How do I compare relative importance of observations when number of observations is different in different datasets

130 Views Asked by At

Let me first describe what I mean by dataset and relative importance:

Dataset is discrete observations, where identical observations may be recorded.

Assume we have dataset A with values 6 and 4. Within this dataset A, the relative importance of observation 6 is 6/(6+4)=0.6 and relative importance of observation 4 is 4/(6+4)=0.4. Sum of relative importance within a dataset equal to 1.

Now, that we have defined the relative importance of observations within dataset A, consider dataset B with observation 5,1,1,1,1 and 1. The relative value of each of the observations of dataset B can be calculated as below:

5 -> 5/(5+1+1+1+1+1) = 0.5
1 -> 1/(5+1+1+1+1+1) = 0.1 (repeated 5 times for each 1 in dataset B)

Here too, the summation of all relative importance of observations of dataset B is equal to 0.5 + 5*0.1= 1.

How do I compare relative importance between different datasets?

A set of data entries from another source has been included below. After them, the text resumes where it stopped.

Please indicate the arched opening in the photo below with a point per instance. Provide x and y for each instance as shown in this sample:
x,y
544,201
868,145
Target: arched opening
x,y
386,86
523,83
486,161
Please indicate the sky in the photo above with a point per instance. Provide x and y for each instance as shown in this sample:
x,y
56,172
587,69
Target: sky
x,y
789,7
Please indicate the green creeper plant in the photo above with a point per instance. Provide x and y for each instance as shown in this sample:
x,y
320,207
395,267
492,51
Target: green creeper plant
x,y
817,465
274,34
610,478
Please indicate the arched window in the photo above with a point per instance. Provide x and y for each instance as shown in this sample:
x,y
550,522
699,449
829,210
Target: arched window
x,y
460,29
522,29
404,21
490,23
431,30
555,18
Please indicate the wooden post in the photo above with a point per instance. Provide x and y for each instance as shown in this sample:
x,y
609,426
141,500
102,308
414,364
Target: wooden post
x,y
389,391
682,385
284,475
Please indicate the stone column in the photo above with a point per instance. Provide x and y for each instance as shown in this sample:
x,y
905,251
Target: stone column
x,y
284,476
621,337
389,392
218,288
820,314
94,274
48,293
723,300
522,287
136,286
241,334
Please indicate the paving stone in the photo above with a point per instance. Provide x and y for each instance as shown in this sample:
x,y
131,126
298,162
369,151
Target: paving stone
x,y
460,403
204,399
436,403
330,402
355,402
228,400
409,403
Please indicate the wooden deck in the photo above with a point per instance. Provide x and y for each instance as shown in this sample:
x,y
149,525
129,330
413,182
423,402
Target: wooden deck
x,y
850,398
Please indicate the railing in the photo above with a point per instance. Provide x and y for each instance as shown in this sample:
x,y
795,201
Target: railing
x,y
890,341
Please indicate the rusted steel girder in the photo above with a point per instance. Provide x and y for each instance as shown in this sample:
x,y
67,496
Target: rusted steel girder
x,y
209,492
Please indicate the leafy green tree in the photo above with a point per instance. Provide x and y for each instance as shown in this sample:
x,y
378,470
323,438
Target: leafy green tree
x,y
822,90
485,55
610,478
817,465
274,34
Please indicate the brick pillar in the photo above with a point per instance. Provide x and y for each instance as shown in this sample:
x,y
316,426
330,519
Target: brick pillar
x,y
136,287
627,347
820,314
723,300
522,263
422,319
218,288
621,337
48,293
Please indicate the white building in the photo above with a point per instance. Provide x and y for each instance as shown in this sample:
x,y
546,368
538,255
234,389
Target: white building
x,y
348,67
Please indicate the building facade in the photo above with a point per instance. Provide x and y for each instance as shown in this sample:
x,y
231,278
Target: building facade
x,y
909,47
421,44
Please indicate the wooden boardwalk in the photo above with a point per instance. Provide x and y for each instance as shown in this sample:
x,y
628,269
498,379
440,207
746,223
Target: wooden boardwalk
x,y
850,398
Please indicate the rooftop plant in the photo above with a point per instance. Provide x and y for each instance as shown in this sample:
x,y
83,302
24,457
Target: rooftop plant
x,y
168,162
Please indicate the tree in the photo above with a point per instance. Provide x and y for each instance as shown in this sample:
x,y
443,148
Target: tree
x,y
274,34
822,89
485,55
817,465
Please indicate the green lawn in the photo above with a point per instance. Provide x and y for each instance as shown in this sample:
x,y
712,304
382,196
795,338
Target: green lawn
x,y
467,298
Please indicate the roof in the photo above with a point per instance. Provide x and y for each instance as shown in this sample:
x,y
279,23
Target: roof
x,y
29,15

My thinking is that even though the relative importance of observation 6 in dataset A = 0.6 is greater than relative importance of observation 5 in dataset B = 0.5 in absolute terms, value 5 is much more dominating in set B than value 6 is in set A. How do I redefine my definition of relative importance so that new relative importance definition results in values which are comparable across datasets having different number of observations?

Do note that observations between datasets are not comparable. Observations of A might be in range 100-200 while observations of B might be in the range 1-10.

1

There are 1 best solutions below

1
On

Let L be a finite list of numbers, s = min L, g = max L,
n the number of entries in the list and
sum L the sum of the entries in the list.

Subtract s from each entry and then divide each entry by g.
So the list of elements (L - s)/g are all in [0.1].
Now the list has been standarized.

The sum of those entries S = sum (L - s)/g = (sum L - ns)/g.
The standardized relative importance (SRI) of an entry v is
(v - s)/gS = (v - s)/(sum L - ns).
Multiply by 100 or 1000 to avoid tiny SRI's.